Lim_{x→a}[f(x)/g(x)] = Lim_{x→a}f(x)/Lim_{x→a}g(x) = k_{1}/k_{2} (here, provided k_{2} ≠ 0)

Then the proofs will follow similarly. Now take a look at solved question (1) showing the applicability of one of these rules.

### Composition Rule

$$ { \text{f(g(x)) and g(f(x)) are continuous at x = a }} $$

We can prove it in a very straightforward fashion by showing that the three conditions of continuity hold true in this case. For an application look at solved question (2).

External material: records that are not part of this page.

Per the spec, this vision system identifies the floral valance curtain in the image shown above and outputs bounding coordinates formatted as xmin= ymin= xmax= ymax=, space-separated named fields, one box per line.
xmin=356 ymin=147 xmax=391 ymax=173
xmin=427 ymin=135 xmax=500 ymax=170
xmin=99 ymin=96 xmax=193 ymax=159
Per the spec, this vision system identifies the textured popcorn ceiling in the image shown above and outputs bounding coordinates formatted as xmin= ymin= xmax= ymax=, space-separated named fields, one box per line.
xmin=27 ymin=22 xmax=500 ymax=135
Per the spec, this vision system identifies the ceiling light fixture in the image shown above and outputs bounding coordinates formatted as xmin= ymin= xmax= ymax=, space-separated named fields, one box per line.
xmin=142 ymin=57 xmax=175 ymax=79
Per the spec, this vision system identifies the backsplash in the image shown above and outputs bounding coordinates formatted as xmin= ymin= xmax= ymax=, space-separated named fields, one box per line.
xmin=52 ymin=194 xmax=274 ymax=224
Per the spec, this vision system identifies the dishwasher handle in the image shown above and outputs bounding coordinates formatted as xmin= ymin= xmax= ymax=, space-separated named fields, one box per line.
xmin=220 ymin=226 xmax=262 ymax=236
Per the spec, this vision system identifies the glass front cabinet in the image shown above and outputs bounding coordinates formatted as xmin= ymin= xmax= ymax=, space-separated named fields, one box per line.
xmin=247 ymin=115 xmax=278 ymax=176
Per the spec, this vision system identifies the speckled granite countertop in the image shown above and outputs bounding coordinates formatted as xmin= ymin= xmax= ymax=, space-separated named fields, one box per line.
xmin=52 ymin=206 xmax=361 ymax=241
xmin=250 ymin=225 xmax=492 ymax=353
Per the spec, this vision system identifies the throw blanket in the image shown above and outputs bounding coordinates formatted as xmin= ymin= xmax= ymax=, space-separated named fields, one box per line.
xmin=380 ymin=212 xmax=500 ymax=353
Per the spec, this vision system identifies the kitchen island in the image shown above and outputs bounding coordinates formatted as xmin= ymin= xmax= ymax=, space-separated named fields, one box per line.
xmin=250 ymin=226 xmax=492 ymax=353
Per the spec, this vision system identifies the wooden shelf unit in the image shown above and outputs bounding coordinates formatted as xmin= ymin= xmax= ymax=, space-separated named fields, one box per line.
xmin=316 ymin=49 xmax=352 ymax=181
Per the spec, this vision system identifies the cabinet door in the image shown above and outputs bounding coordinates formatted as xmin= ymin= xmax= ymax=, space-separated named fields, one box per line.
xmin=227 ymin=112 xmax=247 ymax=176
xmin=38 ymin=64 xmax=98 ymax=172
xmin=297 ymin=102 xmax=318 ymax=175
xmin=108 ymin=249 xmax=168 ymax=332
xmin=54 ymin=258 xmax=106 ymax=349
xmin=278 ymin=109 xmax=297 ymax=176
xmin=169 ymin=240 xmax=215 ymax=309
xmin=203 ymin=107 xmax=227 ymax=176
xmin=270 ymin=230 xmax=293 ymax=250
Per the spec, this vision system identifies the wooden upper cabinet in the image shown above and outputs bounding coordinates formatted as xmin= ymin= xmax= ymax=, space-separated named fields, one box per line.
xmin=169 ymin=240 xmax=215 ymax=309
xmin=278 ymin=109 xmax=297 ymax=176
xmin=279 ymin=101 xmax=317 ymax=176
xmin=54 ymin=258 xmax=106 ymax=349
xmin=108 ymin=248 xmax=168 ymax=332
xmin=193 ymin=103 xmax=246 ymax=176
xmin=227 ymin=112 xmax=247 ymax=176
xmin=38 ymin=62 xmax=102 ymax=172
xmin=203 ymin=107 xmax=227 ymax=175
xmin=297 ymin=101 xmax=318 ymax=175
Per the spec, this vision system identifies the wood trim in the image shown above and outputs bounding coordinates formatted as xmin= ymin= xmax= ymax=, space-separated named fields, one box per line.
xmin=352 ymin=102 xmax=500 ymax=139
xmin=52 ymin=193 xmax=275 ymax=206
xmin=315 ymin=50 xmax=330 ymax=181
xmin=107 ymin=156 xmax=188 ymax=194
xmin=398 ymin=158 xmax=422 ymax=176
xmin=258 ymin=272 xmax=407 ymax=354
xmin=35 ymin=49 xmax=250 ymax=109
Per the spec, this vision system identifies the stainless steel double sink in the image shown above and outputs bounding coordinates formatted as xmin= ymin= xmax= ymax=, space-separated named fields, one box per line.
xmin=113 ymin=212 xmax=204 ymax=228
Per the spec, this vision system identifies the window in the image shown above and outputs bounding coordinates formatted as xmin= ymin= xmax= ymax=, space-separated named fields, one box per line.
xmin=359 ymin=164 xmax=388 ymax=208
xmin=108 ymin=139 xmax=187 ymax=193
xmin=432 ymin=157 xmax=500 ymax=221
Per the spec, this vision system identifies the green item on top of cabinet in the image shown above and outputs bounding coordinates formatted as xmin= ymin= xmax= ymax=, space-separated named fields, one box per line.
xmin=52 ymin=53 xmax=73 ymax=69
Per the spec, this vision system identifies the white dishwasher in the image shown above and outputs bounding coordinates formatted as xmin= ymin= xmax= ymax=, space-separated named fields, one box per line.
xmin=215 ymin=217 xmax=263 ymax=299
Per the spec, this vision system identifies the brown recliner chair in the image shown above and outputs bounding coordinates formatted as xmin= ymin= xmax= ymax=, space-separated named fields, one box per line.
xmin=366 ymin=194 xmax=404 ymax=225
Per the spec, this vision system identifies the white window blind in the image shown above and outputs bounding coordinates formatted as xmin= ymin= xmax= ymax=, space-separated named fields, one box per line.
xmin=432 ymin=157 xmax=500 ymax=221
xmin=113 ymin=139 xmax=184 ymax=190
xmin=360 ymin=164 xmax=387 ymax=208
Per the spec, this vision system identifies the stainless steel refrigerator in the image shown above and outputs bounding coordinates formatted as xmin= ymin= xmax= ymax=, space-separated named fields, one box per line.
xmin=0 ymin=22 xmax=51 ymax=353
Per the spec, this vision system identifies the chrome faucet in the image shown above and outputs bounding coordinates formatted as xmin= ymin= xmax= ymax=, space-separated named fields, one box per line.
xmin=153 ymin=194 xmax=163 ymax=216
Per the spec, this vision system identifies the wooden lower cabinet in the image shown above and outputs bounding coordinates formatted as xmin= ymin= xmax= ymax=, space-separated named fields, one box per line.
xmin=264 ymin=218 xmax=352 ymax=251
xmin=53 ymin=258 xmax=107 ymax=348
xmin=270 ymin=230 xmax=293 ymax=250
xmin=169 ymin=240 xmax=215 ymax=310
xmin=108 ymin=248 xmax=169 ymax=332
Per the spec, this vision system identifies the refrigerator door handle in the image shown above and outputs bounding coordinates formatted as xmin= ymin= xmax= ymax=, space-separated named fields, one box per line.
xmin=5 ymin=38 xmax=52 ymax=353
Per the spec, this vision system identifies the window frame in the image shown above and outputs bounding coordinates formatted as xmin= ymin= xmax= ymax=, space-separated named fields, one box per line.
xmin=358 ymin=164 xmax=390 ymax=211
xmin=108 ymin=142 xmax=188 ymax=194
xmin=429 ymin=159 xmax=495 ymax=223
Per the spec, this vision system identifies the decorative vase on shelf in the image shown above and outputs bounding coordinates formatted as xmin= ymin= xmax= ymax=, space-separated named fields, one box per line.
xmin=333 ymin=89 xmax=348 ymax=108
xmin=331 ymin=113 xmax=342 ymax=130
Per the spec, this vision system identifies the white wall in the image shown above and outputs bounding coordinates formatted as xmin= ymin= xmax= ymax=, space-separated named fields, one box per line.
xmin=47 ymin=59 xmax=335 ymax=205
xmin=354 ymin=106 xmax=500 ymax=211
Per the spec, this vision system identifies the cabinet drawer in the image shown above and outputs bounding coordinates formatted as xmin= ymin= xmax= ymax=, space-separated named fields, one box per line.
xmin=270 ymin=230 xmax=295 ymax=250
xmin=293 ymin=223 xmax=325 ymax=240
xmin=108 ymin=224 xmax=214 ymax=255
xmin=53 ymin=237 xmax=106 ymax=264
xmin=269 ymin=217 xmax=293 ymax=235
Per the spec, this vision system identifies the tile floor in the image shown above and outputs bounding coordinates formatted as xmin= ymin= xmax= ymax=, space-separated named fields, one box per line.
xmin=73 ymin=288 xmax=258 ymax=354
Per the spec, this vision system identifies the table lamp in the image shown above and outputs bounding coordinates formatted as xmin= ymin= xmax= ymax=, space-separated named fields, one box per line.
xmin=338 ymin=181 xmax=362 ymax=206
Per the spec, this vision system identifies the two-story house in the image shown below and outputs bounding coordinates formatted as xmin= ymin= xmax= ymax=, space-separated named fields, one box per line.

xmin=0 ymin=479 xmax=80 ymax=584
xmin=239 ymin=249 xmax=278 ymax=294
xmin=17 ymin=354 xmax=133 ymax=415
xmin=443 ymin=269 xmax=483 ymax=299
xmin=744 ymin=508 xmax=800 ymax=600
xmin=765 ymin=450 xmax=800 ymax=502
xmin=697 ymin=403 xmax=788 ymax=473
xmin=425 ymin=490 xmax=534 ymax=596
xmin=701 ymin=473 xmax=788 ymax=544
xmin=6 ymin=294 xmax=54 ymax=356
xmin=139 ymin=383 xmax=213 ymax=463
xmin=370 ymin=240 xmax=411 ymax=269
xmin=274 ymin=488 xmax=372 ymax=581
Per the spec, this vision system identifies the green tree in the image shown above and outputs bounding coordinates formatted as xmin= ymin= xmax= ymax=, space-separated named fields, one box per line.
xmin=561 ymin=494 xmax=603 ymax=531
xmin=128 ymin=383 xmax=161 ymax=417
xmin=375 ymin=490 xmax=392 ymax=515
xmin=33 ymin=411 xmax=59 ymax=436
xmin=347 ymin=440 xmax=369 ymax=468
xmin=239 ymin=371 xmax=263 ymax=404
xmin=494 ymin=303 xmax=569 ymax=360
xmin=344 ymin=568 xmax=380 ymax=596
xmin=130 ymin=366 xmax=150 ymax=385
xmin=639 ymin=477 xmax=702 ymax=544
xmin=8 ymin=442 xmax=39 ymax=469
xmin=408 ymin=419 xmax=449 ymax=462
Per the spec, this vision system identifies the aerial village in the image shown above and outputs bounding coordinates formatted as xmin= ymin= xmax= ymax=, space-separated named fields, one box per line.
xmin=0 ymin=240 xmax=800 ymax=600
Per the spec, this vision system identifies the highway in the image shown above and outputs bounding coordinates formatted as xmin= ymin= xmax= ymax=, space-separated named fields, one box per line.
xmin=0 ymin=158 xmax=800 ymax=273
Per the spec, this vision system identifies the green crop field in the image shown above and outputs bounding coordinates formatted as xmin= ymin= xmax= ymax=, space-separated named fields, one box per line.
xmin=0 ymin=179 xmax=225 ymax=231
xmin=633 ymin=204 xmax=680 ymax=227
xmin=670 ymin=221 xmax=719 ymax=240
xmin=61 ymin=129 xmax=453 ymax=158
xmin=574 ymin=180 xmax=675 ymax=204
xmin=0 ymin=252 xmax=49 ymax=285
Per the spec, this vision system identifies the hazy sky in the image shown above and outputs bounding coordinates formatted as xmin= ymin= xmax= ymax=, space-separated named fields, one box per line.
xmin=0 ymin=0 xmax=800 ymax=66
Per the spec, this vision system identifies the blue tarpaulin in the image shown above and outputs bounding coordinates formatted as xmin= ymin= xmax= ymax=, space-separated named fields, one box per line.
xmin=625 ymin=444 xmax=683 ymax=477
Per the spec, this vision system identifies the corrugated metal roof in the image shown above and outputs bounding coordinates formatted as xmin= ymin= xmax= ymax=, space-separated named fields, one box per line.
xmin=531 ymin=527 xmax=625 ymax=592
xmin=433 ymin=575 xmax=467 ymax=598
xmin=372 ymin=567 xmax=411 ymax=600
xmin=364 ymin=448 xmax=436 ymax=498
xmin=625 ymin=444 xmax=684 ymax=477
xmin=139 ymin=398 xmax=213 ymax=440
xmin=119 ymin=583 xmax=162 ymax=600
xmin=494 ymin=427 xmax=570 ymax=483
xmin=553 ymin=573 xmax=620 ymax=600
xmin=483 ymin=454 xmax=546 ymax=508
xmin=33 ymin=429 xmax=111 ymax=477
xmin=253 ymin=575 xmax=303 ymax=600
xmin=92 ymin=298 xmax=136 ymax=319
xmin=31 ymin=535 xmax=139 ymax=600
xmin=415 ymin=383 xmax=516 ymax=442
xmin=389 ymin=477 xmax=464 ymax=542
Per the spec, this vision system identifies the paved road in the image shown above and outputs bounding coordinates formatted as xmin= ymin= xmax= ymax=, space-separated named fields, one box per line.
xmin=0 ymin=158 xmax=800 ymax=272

## Solved Examples for You

**Question 1**: Is the function f(x) = sin x + x^{3} + 5 continuous at x = 0?

**Solution:** The given function can be re-written as:

f(x) = (sin x) + (x^{3} + 5)

As you can see, we have broken down the function f(x) into a sum of two independent functions: g_{1}(x) = sin x; and g_{2}(x) = x^{3} + 5, out of which g_{1}(x) is clearly a trigonometric function and g2(x) is a polynomial function.

We know that trigonometric functions like sin x and polynomial functions are continuous at all points in their domain i.e. x ∈ the set of real numbers. Thus, f(x) is actually a function formed by the sum of two continuous functions. At point x = 0, sin x and (x^{3} + 5) are continuous. Using the Addition Rule then, we get

f(x) = (sin x) + (x^{3} + 5) is continuous at x = 0.

**Question 2:** Is the function f(x) = sin(x^{3} + 5) continuous at x = 0?

**Solution: **Without going into the trouble of showing the validity of the conditions of continuity here, one can see that this function is formed by the composition of two continuous functions: g_{1}(x) = sin x and g_{2}(x) = (x^{3} + 5). $${f(x) = g_1(g_2(x))} $$ Thus, by the composition rule, f(x) is continuous at x = 0.

This concludes our discussion on this topic of the algebra of continuous functions.

**Question 3: How can we get to know if a function is continuous?**

**Answer:** To confirm that a function is continuous, follow these steps:

- The function ‘f(c)’ should be defined. The function must be at an ‘x’ value (c), this means we can’t have a hole in this function.
- The limit of this function as ‘x’ approaches the value ‘C’ need to exist.
- The value of the function at ‘C’ and the limit as ‘x’ approaches ‘C’ should be similar.

**Question 4: Give an example of the continuous function.**

**Answer:** When a function is continuous in nature within its domain, then it is a continuous function. For instance, g(x) does not contain the value ‘x = 1’, so it is continuous in nature.

**Question 5: Are all continuous functions differentiable?**

**Answer:** Any differentiable function can be continuous at all points in its domain. For instance, a function having a bend, cusp, or a vertical tangent might be continuous in nature, but it fails to be differentiable at the place of the anomaly.

**Question 6: Are logarithmic functions continuous?**

**Answer:** The logarithmic functions are only defined for positive and real numbers. These are continuous at all points of the definition.